February
27 ,
2004
Presidential
Commission on Diverse Community Established
The College recently established a Presidential
Commission on Diverse Community, made up of
faculty, students, and staff, to address how to engage diversity
more fruitfully for all students and how to respond to the conditions
that inhibit or prevent MHC students from achieving their full
academic potential.
“The commission is charged with assessing and enhancing the role diversity
plays in our work environment, our community, and especially in the curricular
and cocurricular dimensions of our students’ education,” President
Joanne V. Creighton said. “Higher education has a responsibility to educate
students from diverse backgrounds. A diversified student body not only enhances
the education of all students and helps prepare them to live in a multicultural
world, but also helps build a more equitable society. Implicitly or explicitly,
educational institutions must always consider not just how and what we teach,
but whom we teach and why.”
The formation of the commission, according to dean of the College Lee Bowie,
is “in response to a confluence of three immediate issues.” The first,
spelled out in The Plan for Mount Holyoke 2010, is to implement the recommendations
of Beverly Tatum’s Mellon-funded 2001 study, “Creating a Climate
of Achievement for All Students.” The second is the opportunity to build
on the work of the Consortium for High Achievement and Success (CHAS), a group
of 35 top colleges and universities that have joined together in an effort to
create more supportive climates for achievement on their campuses. The third
is the wish to respond to a number of concerns raised by ALANA students in conversations
last fall with Creighton, Bowie, and Liz Braun, acting associate dean of the
College/dean of students.
Students voiced concern that the recent departures of several top-level women
of color, including dean of the College Beverly Tatum, assistant dean of the
College Sherry Turner, and assistant to the president and secretary of the College
Stephanie Hull, may impact the College’s commitment to diversity. “ALANA
students often feel overlooked or marginalized,” commission member Robin
Johnson ’04 said. “The commission’s existence is a real testament
to the College’s commitment to maintaining a diverse community where all
students can succeed.”
The commission, which will report jointly to the president and the Multicultural
Community and College Life Committee, held its first meeting January 27 and will
make recommendations by May 2005. To develop a plan of action, the commission
will review material that includes internal data regarding student satisfaction
and achievement, as well as CHAS and COFHE studies; the success of achievement
programs at the University of Missouri at Kansas City, the University of Southern
California, and the University of Maryland Baltimore County; and empirical work
of Claude Steele at Stanford, Geoffrey Cohen at Yale, Josh Aronson at New York
University, and others.
“There is a body of empirical work that will help us to understand better
how the campus works, and doesn’t work, for ALANA students,” Bowie
said. “We can use this research as a framework for making concrete changes
in how we construct the educational environment at Mount Holyoke.”

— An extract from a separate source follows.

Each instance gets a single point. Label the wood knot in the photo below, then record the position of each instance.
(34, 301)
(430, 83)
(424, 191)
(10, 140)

Commission members include Creighton, Bowie, dean of faculty Don O’Shea,
associate director of the Weissman Center Susan Pliner, acting codirector of
residential life/ALANA adviser Rene Davis, executive director of the Alumnae
Association Rochelle Calhoun,
associate professor of English Lois Brown, associate professor and chair of chemistry
Sean Decatur, professor of biological sciences Rachel Fink, professor of anthropology
Lynn Morgan, Naema Hernandez ’06, Devi Yalamanchili ’06, and Robin
Johnson ’04.
“The commission is working together to make diverse community a reality
on campus,” Yalamanchili said “We hope to improve not only students’ academic
lives, but also to improve the social and cultural aspects.”